The welfare worker’s village Sontoli has an adult literacy rate of about 17 per cent and among the worst maternal mortality rates in Assam. Salma remarks, “My work is not just confined to the char areas but I have worked for the people sleeping on the footpaths of Guwahati too by covering them with blankets on chilly winter nights.”
After she finished her schooling, Salma came to Guwahati in the year 2011 to pursue her college studies and here too she started her social work mission by working in the backward areas near the city – especially for the people who get displaced during floods. “I used to distribute clothes during floods – collect them from house to house, then wash and iron the clothes, put them in different cartons age-wise and then pass it on to professionals who used to work for the flood-affected. The money for all this I used to spend from whatever pocket money I had.”
While in B Barooah College, Salma started celebrating her birthdays in the orphanages of Guwahati like ‘Destination’ in Kahilipara “where I used to teach children how to make clay and also indulge with them in other recreational activities”. She further informs, “Every Sunday I used to give my time to the Missionaries of Charity Home in Bharalumukh and I also used to celebrate Friendship Day and Human Rights Day with the inmates of the Home teaching them something creative.”
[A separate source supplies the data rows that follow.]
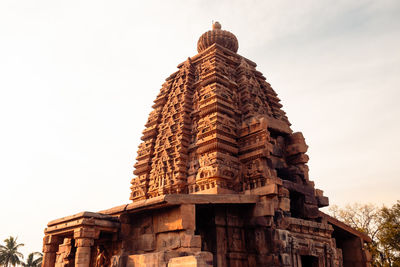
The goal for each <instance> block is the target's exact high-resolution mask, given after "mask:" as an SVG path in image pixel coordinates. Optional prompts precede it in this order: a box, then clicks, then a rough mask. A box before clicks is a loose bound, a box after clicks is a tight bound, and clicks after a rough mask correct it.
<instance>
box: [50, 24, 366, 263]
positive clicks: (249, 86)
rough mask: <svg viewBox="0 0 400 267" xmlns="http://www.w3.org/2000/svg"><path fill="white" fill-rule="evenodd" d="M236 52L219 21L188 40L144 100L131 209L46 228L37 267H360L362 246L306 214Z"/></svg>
mask: <svg viewBox="0 0 400 267" xmlns="http://www.w3.org/2000/svg"><path fill="white" fill-rule="evenodd" d="M237 49H238V41H237V39H236V37H235V36H234V35H233V34H232V33H230V32H228V31H223V30H221V25H220V24H219V23H216V24H214V27H213V30H211V31H208V32H206V33H204V34H203V35H202V36H201V37H200V39H199V41H198V52H199V54H198V55H196V56H194V57H192V58H188V59H187V60H186V61H185V62H183V63H182V64H180V65H179V66H178V71H177V72H175V73H173V74H172V75H171V76H170V77H168V78H167V79H166V81H165V83H164V84H163V85H162V87H161V89H160V93H159V94H158V96H157V98H156V100H155V101H154V105H153V111H151V112H150V114H149V117H148V120H147V122H146V124H145V129H144V131H143V136H142V138H141V140H142V143H141V144H140V146H139V149H138V153H137V158H136V159H137V162H136V164H135V171H134V175H135V177H134V178H133V179H132V182H131V196H130V199H131V200H133V202H132V203H130V204H125V205H121V206H117V207H114V208H111V209H109V210H105V211H101V212H98V213H92V212H83V213H80V214H76V215H73V216H69V217H64V218H61V219H58V220H55V221H52V222H50V223H49V224H48V228H46V230H45V234H46V236H45V238H44V239H43V252H44V255H43V267H54V266H59V267H61V266H73V265H76V266H80V267H90V266H94V267H101V266H118V267H119V266H121V267H122V266H124V267H125V266H169V267H174V266H175V267H177V266H204V267H211V266H221V267H225V266H226V267H228V266H286V267H289V266H296V267H301V266H303V267H304V266H329V267H341V266H369V263H368V261H369V260H368V259H369V257H368V254H367V253H365V250H363V243H364V242H370V239H369V238H368V237H367V236H365V235H363V234H362V233H360V232H357V231H356V230H354V229H351V228H350V227H348V226H346V225H344V224H343V223H341V222H339V221H337V220H335V219H333V218H331V217H329V216H328V215H326V214H323V213H322V212H320V211H319V210H318V208H320V207H324V206H327V205H328V204H329V201H328V198H327V197H325V196H324V195H323V191H322V190H319V189H316V188H315V186H314V183H313V182H312V181H310V179H309V175H308V166H307V162H308V156H307V154H306V153H307V149H308V146H307V144H306V142H305V139H304V137H303V135H302V134H301V133H299V132H296V133H294V132H293V131H292V130H291V129H290V123H289V121H288V119H287V117H286V114H285V112H284V111H283V110H282V105H281V104H280V103H279V102H280V100H279V98H278V97H277V94H276V93H275V91H274V90H273V89H272V87H271V85H270V84H269V83H268V82H267V81H266V79H265V77H264V76H263V75H262V74H261V73H260V72H259V71H257V70H256V64H255V63H254V62H252V61H250V60H248V59H246V58H244V57H242V56H240V55H238V54H237V53H236V52H237ZM335 231H336V232H335ZM95 248H97V249H95ZM111 255H113V256H111ZM110 256H111V257H110Z"/></svg>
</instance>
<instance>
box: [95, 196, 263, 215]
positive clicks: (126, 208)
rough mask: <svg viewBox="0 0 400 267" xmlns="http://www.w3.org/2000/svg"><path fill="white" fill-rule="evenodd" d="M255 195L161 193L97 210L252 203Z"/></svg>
mask: <svg viewBox="0 0 400 267" xmlns="http://www.w3.org/2000/svg"><path fill="white" fill-rule="evenodd" d="M258 199H259V196H257V195H241V194H223V195H211V194H210V195H208V194H199V195H194V194H171V195H162V196H158V197H154V198H150V199H145V200H138V201H135V202H133V203H130V204H126V205H121V206H117V207H114V208H111V209H107V210H102V211H99V213H101V214H105V215H115V214H119V213H121V212H124V211H132V212H133V211H139V210H148V209H158V208H161V207H168V206H176V205H181V204H252V203H257V201H258Z"/></svg>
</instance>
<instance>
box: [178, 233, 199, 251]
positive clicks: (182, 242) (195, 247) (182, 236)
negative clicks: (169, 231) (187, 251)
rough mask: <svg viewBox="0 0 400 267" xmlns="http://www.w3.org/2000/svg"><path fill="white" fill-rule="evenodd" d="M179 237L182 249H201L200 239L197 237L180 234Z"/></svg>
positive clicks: (186, 233)
mask: <svg viewBox="0 0 400 267" xmlns="http://www.w3.org/2000/svg"><path fill="white" fill-rule="evenodd" d="M180 237H181V246H182V247H190V248H201V237H200V236H199V235H191V234H187V233H181V234H180Z"/></svg>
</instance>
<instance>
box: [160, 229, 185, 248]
mask: <svg viewBox="0 0 400 267" xmlns="http://www.w3.org/2000/svg"><path fill="white" fill-rule="evenodd" d="M156 242H157V244H156V248H157V250H171V249H177V248H180V247H181V237H180V233H179V232H168V233H159V234H157V241H156Z"/></svg>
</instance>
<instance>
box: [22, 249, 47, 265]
mask: <svg viewBox="0 0 400 267" xmlns="http://www.w3.org/2000/svg"><path fill="white" fill-rule="evenodd" d="M35 256H38V257H37V258H36V259H34V257H35ZM42 259H43V254H42V253H40V252H33V253H29V255H28V258H27V259H26V263H22V266H24V267H39V266H41V265H42Z"/></svg>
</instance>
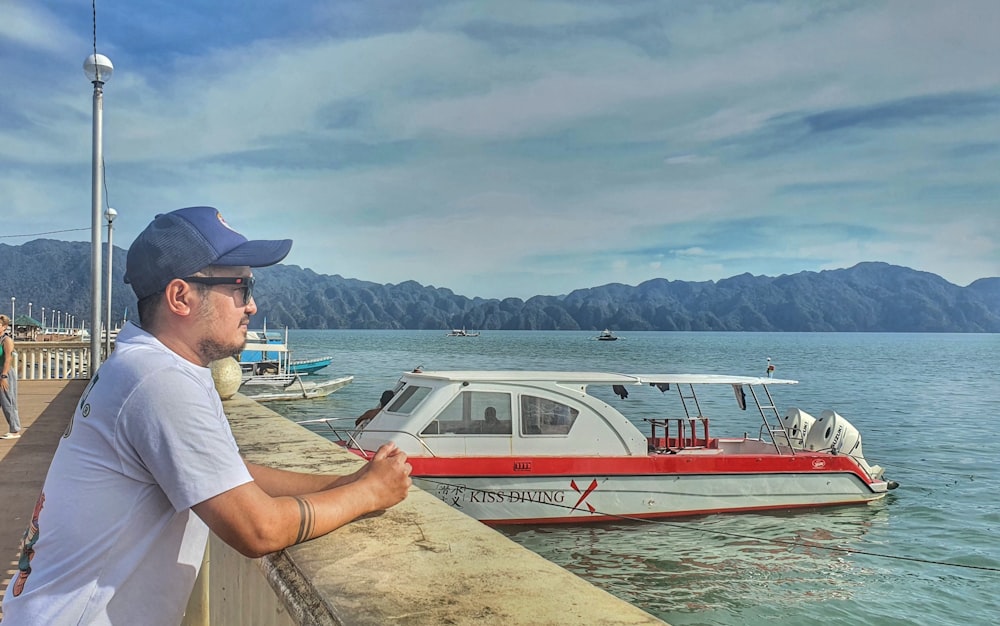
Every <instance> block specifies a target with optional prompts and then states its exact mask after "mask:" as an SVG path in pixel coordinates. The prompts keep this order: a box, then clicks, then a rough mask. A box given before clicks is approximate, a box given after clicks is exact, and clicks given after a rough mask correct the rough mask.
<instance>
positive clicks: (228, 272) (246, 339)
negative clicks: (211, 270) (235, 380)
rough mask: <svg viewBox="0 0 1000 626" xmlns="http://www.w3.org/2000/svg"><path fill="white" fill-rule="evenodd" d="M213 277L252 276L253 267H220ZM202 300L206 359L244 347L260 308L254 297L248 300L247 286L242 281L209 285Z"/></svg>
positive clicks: (216, 267) (202, 309)
mask: <svg viewBox="0 0 1000 626" xmlns="http://www.w3.org/2000/svg"><path fill="white" fill-rule="evenodd" d="M211 275H212V276H213V277H231V278H237V277H243V278H249V277H250V276H252V272H251V271H250V268H249V267H216V268H213V270H212V271H211ZM202 294H203V298H202V303H201V306H200V307H199V309H198V312H197V323H198V324H199V325H200V327H201V329H202V333H201V338H200V340H199V342H198V352H199V354H200V355H201V357H202V359H204V361H205V362H206V363H210V362H212V361H216V360H218V359H222V358H225V357H229V356H235V355H237V354H239V352H240V351H242V350H243V346H244V344H246V340H247V326H248V325H249V324H250V316H251V315H253V314H254V313H256V312H257V303H256V302H254V300H253V298H251V299H250V301H249V302H246V303H244V301H243V297H244V288H243V287H240V286H238V285H211V286H208V285H205V286H203V288H202Z"/></svg>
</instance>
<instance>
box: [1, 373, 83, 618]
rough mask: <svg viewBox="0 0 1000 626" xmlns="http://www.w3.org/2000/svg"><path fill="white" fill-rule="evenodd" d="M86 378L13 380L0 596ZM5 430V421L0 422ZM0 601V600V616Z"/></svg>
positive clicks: (16, 563)
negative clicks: (14, 424) (11, 432)
mask: <svg viewBox="0 0 1000 626" xmlns="http://www.w3.org/2000/svg"><path fill="white" fill-rule="evenodd" d="M88 382H90V381H89V380H87V379H69V380H67V379H60V380H19V381H18V382H17V392H18V399H17V400H18V402H17V404H18V407H17V408H18V414H19V415H20V416H21V438H20V439H0V503H3V504H2V506H0V565H2V567H3V570H2V571H3V576H2V578H0V601H2V598H3V594H2V592H3V591H4V590H6V589H7V585H8V583H10V579H11V577H12V576H13V574H14V573H15V572H16V571H17V559H18V556H19V555H20V552H21V538H22V537H23V536H24V531H25V530H26V529H27V528H28V521H29V518H30V517H31V512H32V511H33V510H34V508H35V502H36V501H37V500H38V494H39V493H41V491H42V483H44V482H45V474H46V472H48V471H49V462H50V461H51V460H52V455H53V454H55V451H56V446H57V445H59V439H60V438H61V437H62V434H63V433H64V432H65V431H66V426H67V425H68V424H69V418H70V417H72V416H73V409H74V408H75V406H76V403H77V401H78V400H79V399H80V395H81V394H83V390H84V388H85V387H86V386H87V383H88ZM2 428H3V430H2V431H0V434H3V433H5V432H7V422H6V421H4V422H3V423H2ZM2 616H3V605H2V604H0V617H2Z"/></svg>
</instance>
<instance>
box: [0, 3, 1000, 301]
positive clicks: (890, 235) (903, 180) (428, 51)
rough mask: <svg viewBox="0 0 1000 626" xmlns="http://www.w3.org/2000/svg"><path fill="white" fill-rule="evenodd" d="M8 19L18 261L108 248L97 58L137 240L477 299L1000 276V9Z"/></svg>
mask: <svg viewBox="0 0 1000 626" xmlns="http://www.w3.org/2000/svg"><path fill="white" fill-rule="evenodd" d="M0 14H2V16H3V19H0V65H2V67H3V70H2V72H3V74H4V76H5V80H4V91H3V98H2V99H0V118H2V119H3V123H2V124H0V209H2V210H3V215H4V218H5V219H4V227H3V228H0V244H8V245H20V244H23V243H26V242H28V241H31V240H34V239H38V238H52V239H61V240H67V241H91V232H90V225H91V215H92V202H93V200H92V198H93V196H92V182H91V181H92V162H93V125H92V124H93V118H94V116H93V101H94V87H93V85H92V84H91V83H90V82H89V80H88V78H87V77H86V76H85V74H84V72H83V62H84V60H85V59H86V58H87V56H88V55H90V54H92V53H93V51H94V49H95V47H96V50H97V52H98V53H100V54H104V55H106V56H107V57H108V58H110V59H111V61H112V63H113V64H114V73H113V75H112V76H111V78H110V79H109V80H108V81H107V83H106V84H105V85H104V91H103V142H102V146H103V156H104V172H105V187H106V193H104V194H103V195H104V198H103V200H104V202H103V206H104V207H107V206H110V207H113V208H115V210H116V211H118V218H117V219H116V220H115V222H114V233H113V241H114V244H115V245H116V246H119V247H122V248H127V246H128V244H129V243H131V241H132V240H133V239H134V238H135V236H136V235H137V234H138V233H139V232H140V231H141V230H142V228H144V227H145V225H146V224H147V223H148V222H149V221H150V220H151V219H152V218H153V217H154V216H155V215H156V214H157V213H163V212H167V211H170V210H173V209H177V208H181V207H185V206H194V205H209V206H214V207H217V208H219V209H220V211H221V212H222V215H223V216H224V217H225V219H226V220H227V221H228V222H229V224H230V225H232V226H233V227H234V228H235V229H236V230H238V231H239V232H241V233H243V234H244V235H246V236H248V237H250V238H252V239H268V238H271V239H284V238H291V239H293V240H294V242H295V243H294V245H293V248H292V252H291V254H290V255H289V256H288V257H287V258H286V259H285V261H284V262H285V263H286V264H292V265H298V266H300V267H304V268H309V269H311V270H313V271H315V272H317V273H320V274H339V275H341V276H344V277H347V278H357V279H360V280H366V281H373V282H377V283H394V284H396V283H400V282H403V281H407V280H415V281H417V282H419V283H421V284H423V285H433V286H435V287H446V288H449V289H451V290H452V291H454V292H455V293H457V294H461V295H465V296H469V297H476V296H479V297H486V298H505V297H519V298H527V297H530V296H532V295H560V294H565V293H569V292H570V291H572V290H574V289H580V288H587V287H595V286H599V285H605V284H608V283H624V284H627V285H636V284H639V283H641V282H643V281H646V280H649V279H653V278H666V279H669V280H685V281H704V280H719V279H723V278H727V277H730V276H734V275H738V274H743V273H746V272H749V273H751V274H754V275H766V276H779V275H782V274H794V273H798V272H801V271H821V270H826V269H837V268H846V267H851V266H853V265H854V264H856V263H859V262H863V261H884V262H887V263H891V264H895V265H902V266H906V267H910V268H913V269H916V270H921V271H927V272H932V273H935V274H938V275H940V276H942V277H944V278H945V279H946V280H948V281H950V282H952V283H955V284H957V285H961V286H964V285H967V284H969V283H970V282H972V281H974V280H976V279H978V278H983V277H994V276H1000V243H998V242H1000V211H998V205H1000V62H998V58H1000V37H998V36H997V32H998V31H1000V2H996V1H995V0H960V1H958V2H940V1H938V0H905V1H898V2H895V1H888V2H881V1H876V0H860V1H838V0H827V1H824V2H814V1H812V0H804V1H801V2H798V1H784V0H769V1H761V2H753V1H737V0H726V1H715V0H699V1H694V0H685V1H669V0H658V1H643V0H637V1H629V2H623V1H607V2H601V1H587V0H583V1H572V2H570V1H566V2H562V1H548V0H504V1H503V2H485V1H462V0H459V1H454V2H445V1H442V2H424V1H419V0H395V1H388V0H336V1H333V0H297V1H296V2H293V3H284V2H273V1H268V2H261V1H258V0H243V1H241V2H232V1H229V0H197V1H183V0H174V1H170V2H167V1H164V0H143V1H142V2H135V1H134V0H99V1H97V2H96V3H92V2H85V1H82V0H73V1H69V0H42V1H41V2H39V1H38V0H0ZM95 15H96V28H95ZM95 32H96V46H95ZM102 212H103V210H102ZM102 230H103V233H102V237H103V238H104V240H105V241H106V239H107V234H106V228H102Z"/></svg>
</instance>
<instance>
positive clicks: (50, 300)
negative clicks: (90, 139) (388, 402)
mask: <svg viewBox="0 0 1000 626" xmlns="http://www.w3.org/2000/svg"><path fill="white" fill-rule="evenodd" d="M106 246H107V244H105V247H106ZM125 255H126V251H125V250H122V249H120V248H115V249H114V258H113V261H112V283H113V289H112V317H113V318H114V319H115V320H117V321H120V320H121V319H124V318H130V319H131V318H134V317H135V313H134V312H135V296H134V295H133V293H132V290H131V288H130V287H129V286H128V285H125V284H124V282H123V280H122V277H123V275H124V272H125ZM102 258H103V259H104V260H105V263H106V259H107V257H106V255H105V256H103V257H102ZM0 267H3V268H4V278H3V280H2V282H0V303H3V302H6V301H7V300H8V299H10V298H11V297H12V296H13V297H14V301H13V302H12V304H14V305H15V312H16V315H17V316H18V317H19V316H20V315H24V314H27V312H28V303H29V302H30V303H31V315H32V317H33V318H35V319H36V320H41V317H42V311H41V308H42V307H45V315H46V322H47V323H49V324H50V325H52V324H53V322H49V319H50V318H49V315H50V314H51V312H52V311H59V312H60V315H63V314H65V313H66V312H69V313H71V314H72V315H74V317H75V319H77V320H85V321H87V322H88V325H89V320H90V243H89V242H66V241H56V240H52V239H37V240H35V241H30V242H27V243H25V244H22V245H20V246H10V245H6V244H0ZM103 270H104V271H105V272H106V271H107V267H106V266H105V267H104V268H103ZM254 273H255V275H256V276H257V287H256V289H255V299H256V302H257V305H258V307H259V311H258V314H257V315H256V316H255V319H253V320H252V321H251V326H252V327H255V328H259V327H260V326H261V325H262V323H263V321H264V318H265V317H266V319H267V324H268V326H269V327H272V328H277V327H283V326H288V327H290V328H341V329H346V328H356V329H447V328H468V329H477V330H600V329H603V328H610V329H614V330H616V331H642V330H680V331H701V330H711V331H764V332H829V331H837V332H968V333H996V332H1000V278H997V277H993V278H981V279H979V280H976V281H975V282H973V283H971V284H970V285H968V286H966V287H960V286H958V285H955V284H953V283H950V282H948V281H946V280H945V279H943V278H941V277H940V276H938V275H936V274H931V273H928V272H921V271H917V270H913V269H910V268H907V267H900V266H897V265H890V264H887V263H880V262H865V263H859V264H858V265H855V266H854V267H851V268H847V269H837V270H824V271H821V272H806V271H803V272H799V273H796V274H787V275H781V276H777V277H770V276H753V275H751V274H741V275H738V276H733V277H730V278H725V279H722V280H718V281H698V282H690V281H682V280H668V279H666V278H657V279H653V280H649V281H646V282H643V283H640V284H638V285H635V286H630V285H624V284H618V283H612V284H608V285H602V286H599V287H589V288H585V289H577V290H575V291H572V292H570V293H569V294H566V295H559V296H545V295H538V296H533V297H531V298H528V299H527V300H521V299H520V298H504V299H502V300H500V299H485V298H468V297H465V296H462V295H458V294H455V293H454V292H453V291H451V290H450V289H446V288H438V287H432V286H424V285H421V284H420V283H417V282H415V281H406V282H402V283H399V284H379V283H373V282H367V281H364V280H358V279H354V278H343V277H341V276H339V275H326V274H317V273H315V272H313V271H312V270H310V269H307V268H301V267H298V266H296V265H280V264H279V265H276V266H273V267H266V268H259V269H256V270H255V271H254ZM105 280H106V278H105ZM105 288H106V287H105ZM105 296H106V294H105ZM2 310H3V309H2V307H0V311H2Z"/></svg>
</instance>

Though she has almost worked like a one-woman army on her social missions, but, she has also led the Secret Santa Mission of Stars of North East – a group of dedicated youngsters working for the cause of the disadvantaged section of the society of which Nurul Islam Laskar, a PR practitioner, is the founder.
Presently, she is a student of NERIM Law College, Guwahati. How did she get selected for the Andi Leadership Institute Programme 2018 for Young Women Peace Builders? “The competition was very stiff. The application form itself was like an IAS paper, where one had to respond to objective type questions, write narratives and provide several reasons for which one should be selected. A set of telephonic interviews followed and I made it to the Programme!” she exults.
Salma has got many an awards including the Foundation of Social Transformation Award, Youth Peace Award, in 2017-18 for her project – ‘Rehabilitation of Women Prisoners in the Tezpur Central Jail’. She lost her father in 2001 and all credit goes to her mother Reziya Hussain who has instilled so much of human values in her.
Salma very well knows the fact that the poor people who do not have access to clean water and sanitation, among many other things, experiences continual hunger and this leads to “irreversible damage”. But, she does not believe in handing everything over to them “in a platter” and sums up by saying that “I believe in the dictum – ‘Give a man a fish and you feed him for a day; teach a man to fish and you feed him for a lifetime’.”